Clint had begun to think Tony just wanted warm bodies to sleep against, and he just didn’t like them enough to be around them when it wasn’t necessary. 

***

Movie night was either the best night or the worst night in Avengers tower, if you asked Clint. Action flicks were fun; comedies were a great way to relax. No one could really like The Sound of Music, though. Musicals made no sense. 

“Hey J, did the cleaning crew change products or something?”

“No, Mister Barton, I don’t believe they have. Is something bothering you?”

“My eyes are itchy and watery, I dunno, I guess maybe I got dust in them while I was on the roof.”

Natasha rolled her eyes and kicked him in the thigh. “Ow! Dammit, Natasha! What was that for?!”

She didn’t answer, just tucked her pain-dealing foot back under his leg. On his other side, Phil kissed his hair, prompting Clint to turn his neck and side-eye him. 

“Honestly, I don’t know why anyone makes a musical,” Tony moaned. “It’s not funny; it’s not exciting; it’s not even realistic!” 

“Exactly!” Clint shouted. 

“Tony, if you don’t want to watch the ending, you can go somewhere else.”

“No, Bruce, it’s Movie Night.” Clint heard the capital letters in Steve’s tone. 

“Ugh.” Tony flopped back from where he was seated on the floor and slumped against Clint’s legs. 

“It’s okay, Tones; I know how you feel.” Clint smeared more water out of the corner of his eye. 

Bruce shook his head and curled up more in his armchair. Steve, seated in front of Natasha, passed the popcorn to Tony.

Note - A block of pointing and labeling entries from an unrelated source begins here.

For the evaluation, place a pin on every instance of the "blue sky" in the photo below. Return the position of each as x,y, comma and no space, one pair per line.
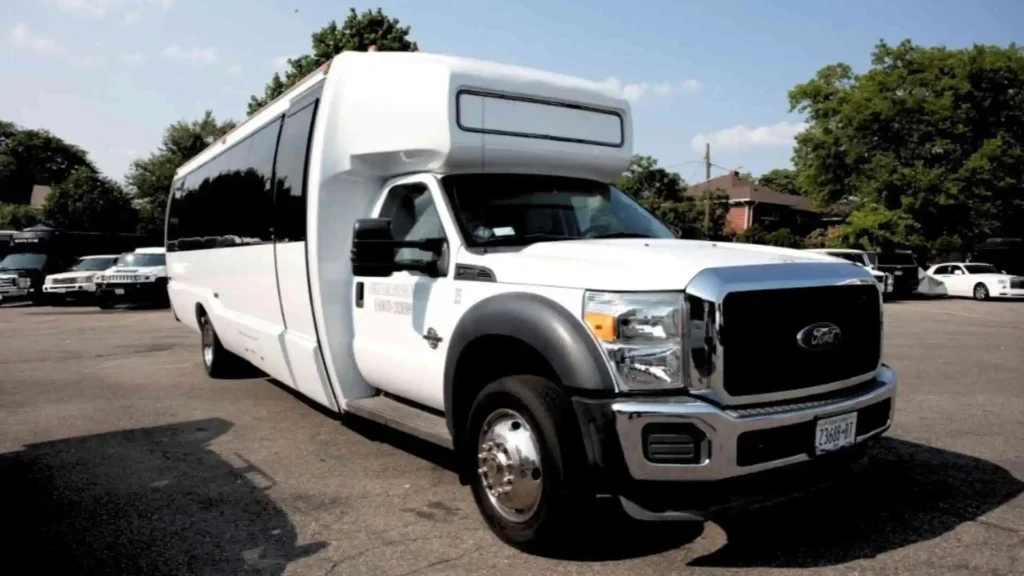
111,75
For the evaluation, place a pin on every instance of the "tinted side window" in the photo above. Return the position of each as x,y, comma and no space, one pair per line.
414,216
290,195
174,214
227,201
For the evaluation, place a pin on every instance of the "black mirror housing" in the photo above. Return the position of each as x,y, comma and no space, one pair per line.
373,248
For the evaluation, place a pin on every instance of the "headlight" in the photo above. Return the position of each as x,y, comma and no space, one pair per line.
641,334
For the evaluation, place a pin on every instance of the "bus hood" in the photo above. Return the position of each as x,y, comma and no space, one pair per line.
631,264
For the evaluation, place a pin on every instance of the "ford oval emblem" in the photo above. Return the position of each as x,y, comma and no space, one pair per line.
819,336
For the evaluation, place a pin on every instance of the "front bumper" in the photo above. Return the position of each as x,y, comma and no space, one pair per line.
732,446
133,291
71,289
1006,292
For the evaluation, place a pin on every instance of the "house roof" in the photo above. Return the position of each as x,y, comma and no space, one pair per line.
740,190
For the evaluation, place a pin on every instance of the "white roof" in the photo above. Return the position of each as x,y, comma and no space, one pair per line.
385,114
838,250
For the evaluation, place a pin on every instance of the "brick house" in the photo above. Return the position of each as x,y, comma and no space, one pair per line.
752,204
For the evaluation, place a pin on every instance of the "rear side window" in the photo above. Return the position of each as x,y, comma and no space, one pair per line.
290,192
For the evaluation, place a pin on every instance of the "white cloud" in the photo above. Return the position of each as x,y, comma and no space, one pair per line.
280,64
102,8
132,57
739,136
88,62
22,37
198,56
636,92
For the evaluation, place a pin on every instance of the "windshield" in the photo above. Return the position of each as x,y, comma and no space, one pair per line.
897,259
89,264
981,269
520,209
24,260
140,260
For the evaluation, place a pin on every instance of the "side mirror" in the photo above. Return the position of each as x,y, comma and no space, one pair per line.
374,249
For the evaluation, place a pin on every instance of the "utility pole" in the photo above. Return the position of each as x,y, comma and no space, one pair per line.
707,188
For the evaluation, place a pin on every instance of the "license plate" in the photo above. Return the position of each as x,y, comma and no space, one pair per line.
836,433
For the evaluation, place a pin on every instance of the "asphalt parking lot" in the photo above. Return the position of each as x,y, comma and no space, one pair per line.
119,456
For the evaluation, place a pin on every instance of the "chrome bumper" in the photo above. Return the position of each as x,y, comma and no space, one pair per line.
723,427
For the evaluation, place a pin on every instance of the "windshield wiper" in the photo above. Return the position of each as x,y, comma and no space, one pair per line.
525,239
620,235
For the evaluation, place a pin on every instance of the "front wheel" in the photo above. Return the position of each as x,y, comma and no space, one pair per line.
529,483
218,362
980,292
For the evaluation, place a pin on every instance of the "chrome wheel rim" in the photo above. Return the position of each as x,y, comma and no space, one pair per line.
509,460
207,342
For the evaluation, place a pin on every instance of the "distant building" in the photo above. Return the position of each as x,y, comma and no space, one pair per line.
752,204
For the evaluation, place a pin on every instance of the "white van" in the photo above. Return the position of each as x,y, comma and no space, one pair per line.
431,242
137,277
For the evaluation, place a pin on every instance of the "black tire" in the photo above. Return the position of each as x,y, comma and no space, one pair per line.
564,495
218,362
980,292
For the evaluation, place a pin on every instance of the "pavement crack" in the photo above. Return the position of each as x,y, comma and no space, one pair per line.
991,524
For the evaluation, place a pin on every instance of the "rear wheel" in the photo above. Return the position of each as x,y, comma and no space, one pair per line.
218,362
980,292
529,483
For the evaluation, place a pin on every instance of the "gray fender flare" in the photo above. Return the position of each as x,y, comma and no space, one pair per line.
540,322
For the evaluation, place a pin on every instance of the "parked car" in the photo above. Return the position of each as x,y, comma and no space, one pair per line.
136,278
980,281
79,282
903,266
860,258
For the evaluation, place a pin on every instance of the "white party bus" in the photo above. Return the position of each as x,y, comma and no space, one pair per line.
431,242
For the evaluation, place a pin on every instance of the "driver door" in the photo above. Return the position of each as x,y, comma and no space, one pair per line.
401,323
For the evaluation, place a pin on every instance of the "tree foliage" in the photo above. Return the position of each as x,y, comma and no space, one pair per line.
34,157
358,32
664,194
927,147
17,216
87,201
150,178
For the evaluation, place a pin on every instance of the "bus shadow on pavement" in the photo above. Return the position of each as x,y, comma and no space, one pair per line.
152,500
908,493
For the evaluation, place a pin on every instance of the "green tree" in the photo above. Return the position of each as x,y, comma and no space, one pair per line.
148,179
17,216
87,201
928,144
664,194
34,157
780,179
358,32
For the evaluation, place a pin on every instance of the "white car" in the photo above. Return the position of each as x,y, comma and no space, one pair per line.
860,258
977,280
80,281
136,277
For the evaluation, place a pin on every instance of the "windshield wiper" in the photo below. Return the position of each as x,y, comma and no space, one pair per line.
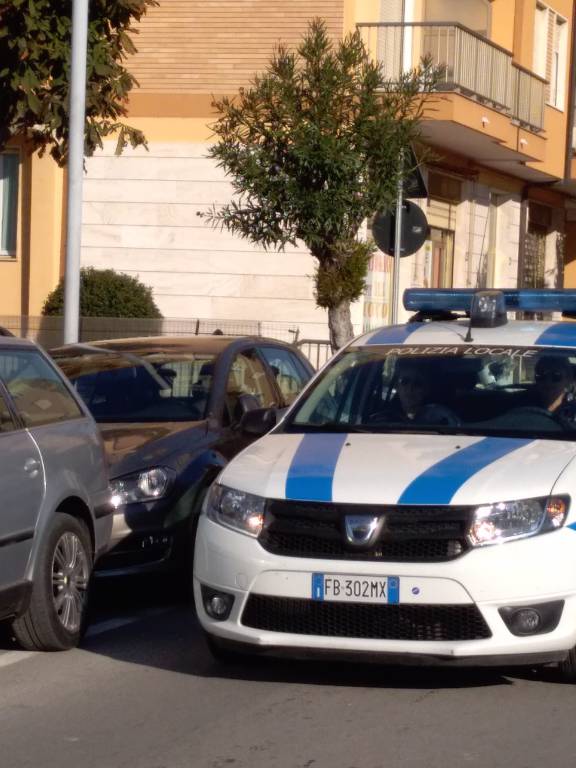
332,426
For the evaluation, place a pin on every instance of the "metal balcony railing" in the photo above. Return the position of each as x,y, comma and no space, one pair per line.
529,94
470,63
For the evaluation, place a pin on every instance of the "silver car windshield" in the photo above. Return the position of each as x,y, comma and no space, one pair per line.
465,389
125,387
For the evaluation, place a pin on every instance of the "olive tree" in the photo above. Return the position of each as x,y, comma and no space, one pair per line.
312,149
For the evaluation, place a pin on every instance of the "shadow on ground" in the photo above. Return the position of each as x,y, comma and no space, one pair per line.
167,636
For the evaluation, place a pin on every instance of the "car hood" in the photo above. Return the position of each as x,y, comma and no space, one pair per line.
399,469
130,447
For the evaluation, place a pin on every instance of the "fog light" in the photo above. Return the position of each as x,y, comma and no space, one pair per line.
532,619
527,621
217,604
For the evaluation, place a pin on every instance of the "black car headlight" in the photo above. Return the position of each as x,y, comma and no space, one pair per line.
509,520
147,485
241,511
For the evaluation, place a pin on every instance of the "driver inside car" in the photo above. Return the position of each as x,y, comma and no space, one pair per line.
414,399
553,387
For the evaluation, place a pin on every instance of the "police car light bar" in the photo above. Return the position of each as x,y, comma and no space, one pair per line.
437,300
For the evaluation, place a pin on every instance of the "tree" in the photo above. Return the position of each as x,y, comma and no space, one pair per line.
106,293
35,40
312,148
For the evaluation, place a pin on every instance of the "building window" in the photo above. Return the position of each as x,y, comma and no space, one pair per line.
473,14
558,64
8,203
550,53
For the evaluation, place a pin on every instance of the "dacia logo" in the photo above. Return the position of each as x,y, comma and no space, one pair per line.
362,530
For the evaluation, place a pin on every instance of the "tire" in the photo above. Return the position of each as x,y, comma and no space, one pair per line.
567,668
55,619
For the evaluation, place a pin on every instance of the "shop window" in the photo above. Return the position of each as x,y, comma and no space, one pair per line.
439,259
8,203
534,262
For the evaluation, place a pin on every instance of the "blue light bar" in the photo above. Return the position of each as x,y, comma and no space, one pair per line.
460,300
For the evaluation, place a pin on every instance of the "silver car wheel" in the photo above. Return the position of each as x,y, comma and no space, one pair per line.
70,579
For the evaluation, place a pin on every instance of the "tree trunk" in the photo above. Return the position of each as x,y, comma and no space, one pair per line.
340,325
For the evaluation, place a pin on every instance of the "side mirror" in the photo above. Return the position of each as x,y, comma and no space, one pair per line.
247,403
259,421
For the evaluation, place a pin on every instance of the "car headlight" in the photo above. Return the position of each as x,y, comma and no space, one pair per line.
148,485
241,511
496,523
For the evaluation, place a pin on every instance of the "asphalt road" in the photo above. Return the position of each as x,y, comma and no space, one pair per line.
143,692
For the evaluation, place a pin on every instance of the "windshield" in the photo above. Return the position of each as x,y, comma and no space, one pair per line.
125,387
454,390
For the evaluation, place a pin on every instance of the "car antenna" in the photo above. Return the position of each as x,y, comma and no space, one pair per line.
468,338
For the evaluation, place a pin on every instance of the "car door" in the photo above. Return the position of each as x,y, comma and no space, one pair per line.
66,436
248,386
21,493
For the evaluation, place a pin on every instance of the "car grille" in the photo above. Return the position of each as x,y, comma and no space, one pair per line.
376,622
410,534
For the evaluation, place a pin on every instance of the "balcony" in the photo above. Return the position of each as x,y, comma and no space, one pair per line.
472,66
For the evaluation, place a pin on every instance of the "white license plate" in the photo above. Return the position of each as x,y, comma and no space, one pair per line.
355,589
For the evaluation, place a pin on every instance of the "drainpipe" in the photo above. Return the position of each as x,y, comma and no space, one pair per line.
522,238
471,232
571,104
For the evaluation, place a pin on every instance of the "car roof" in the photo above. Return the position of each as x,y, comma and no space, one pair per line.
15,341
454,333
213,344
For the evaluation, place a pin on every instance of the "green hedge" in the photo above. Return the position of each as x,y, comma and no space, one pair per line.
106,293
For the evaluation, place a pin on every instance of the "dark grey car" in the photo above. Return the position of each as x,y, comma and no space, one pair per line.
55,511
171,412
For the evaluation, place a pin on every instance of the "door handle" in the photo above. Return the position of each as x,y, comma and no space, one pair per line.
31,467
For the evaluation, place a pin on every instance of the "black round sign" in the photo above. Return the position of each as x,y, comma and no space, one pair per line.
414,230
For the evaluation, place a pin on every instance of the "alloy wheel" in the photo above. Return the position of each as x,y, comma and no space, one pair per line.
70,579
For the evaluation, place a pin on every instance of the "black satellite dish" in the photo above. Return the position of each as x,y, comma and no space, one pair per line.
414,230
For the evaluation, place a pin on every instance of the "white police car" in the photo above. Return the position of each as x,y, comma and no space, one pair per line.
416,504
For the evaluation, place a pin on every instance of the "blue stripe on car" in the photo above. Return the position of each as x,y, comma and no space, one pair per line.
558,335
395,334
311,472
440,482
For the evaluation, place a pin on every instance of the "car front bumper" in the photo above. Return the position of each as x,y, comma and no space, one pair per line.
530,572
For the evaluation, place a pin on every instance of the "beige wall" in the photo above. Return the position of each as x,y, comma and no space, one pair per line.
26,280
216,46
140,216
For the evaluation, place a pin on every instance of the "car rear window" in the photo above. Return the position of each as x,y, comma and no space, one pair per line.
125,387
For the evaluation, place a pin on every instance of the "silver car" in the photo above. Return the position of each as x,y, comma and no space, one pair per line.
55,511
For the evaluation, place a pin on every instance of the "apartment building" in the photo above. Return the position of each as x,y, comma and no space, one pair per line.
501,188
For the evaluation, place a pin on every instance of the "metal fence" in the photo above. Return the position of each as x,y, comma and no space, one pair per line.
471,64
49,331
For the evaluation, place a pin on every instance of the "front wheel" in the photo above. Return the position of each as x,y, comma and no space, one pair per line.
56,615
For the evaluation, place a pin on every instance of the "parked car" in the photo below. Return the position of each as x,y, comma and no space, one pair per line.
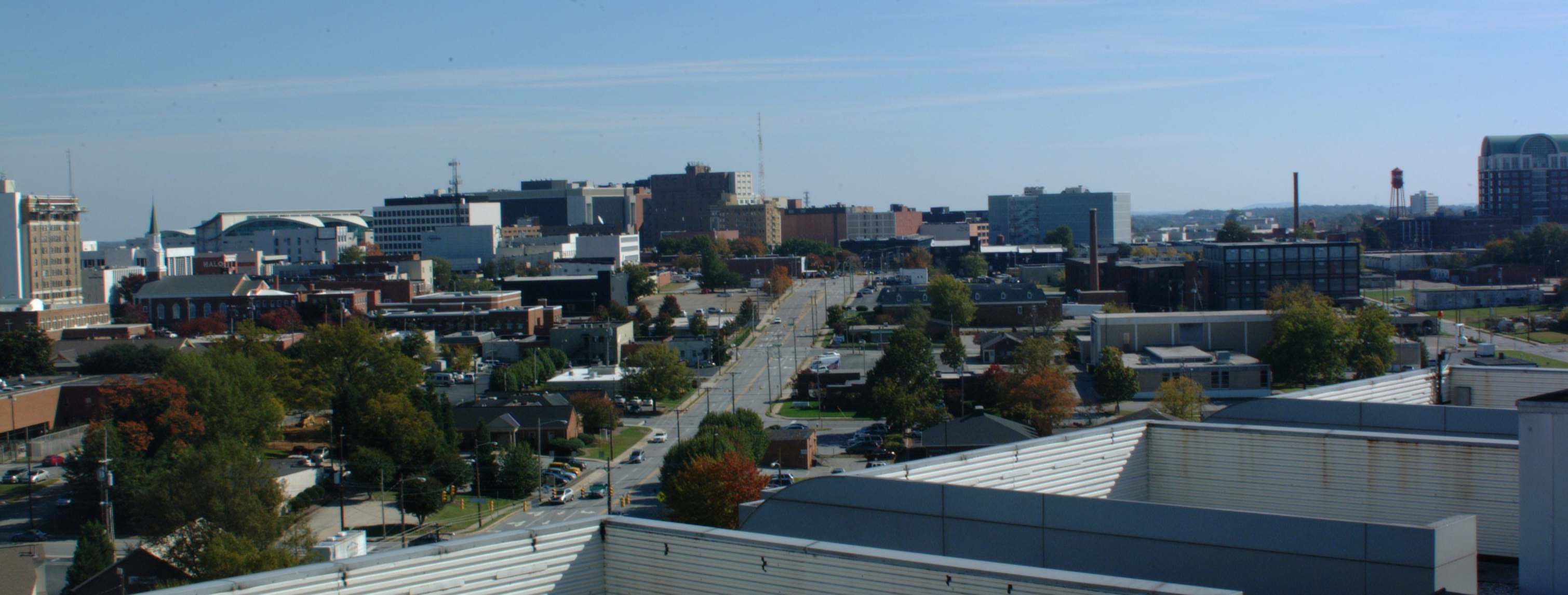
30,536
861,449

“It’s only... “ he picked up the remote and checked the time remaining on the movie, “...an hour longer.” 

Tony moaned and rolled over to hide his face in Clint’s legs. “Movie night is stupid. Why do we have movie night?”

“Because you wanted everyone to watch Monty Python and the Holy Grail,” Phil answered.

Clint grinned and ruan his hand through Tony’s hair. 

“It’s okay, man. It’s my turn to pick next week!”

Natasha gave Clint the expression she always gave politicians just before expertly manipulating them into voting the way she wanted them to. Clint resigned himself to watching another spy movie. Please, God, not Mission: Impossible again. 

***

Tony had never come to a team breakfast. Everyone else pitched in (even if Natasha just contributed yogurt mixed with other things) but Tony was never there to help.

This morning, Steve made eggs and bacon, and Bruce added pancakes and biscuits. The spread smelled wonderful, and Clint eagerly reached for a plate. Phil expertly steered him toward the silverware drawer. 

“We eat at the table because you are all capable of pretending to be civilized human beings.”

Natasha snuck a slice of bacon off the plate. Clint glared at her.

“Phil, could you take the platters and set them on the dining table?” Bruce asked, as he slid the last of the biscuits into a towel-covered basket.

“Sure.” Phil picked up the biscuits and pancakes. “Clint, set the table,” he called over his shoulder as he walked into the dining area.

Clint rolled his eyes and started picking out silverware. “Six, no five, forks…” he muttered to himself as gathered the utensils together. “Six, no - fuck it.” 

Clint glanced at the ceiling while he dumped the silverware back in the drawer, “J, where’s Tony?”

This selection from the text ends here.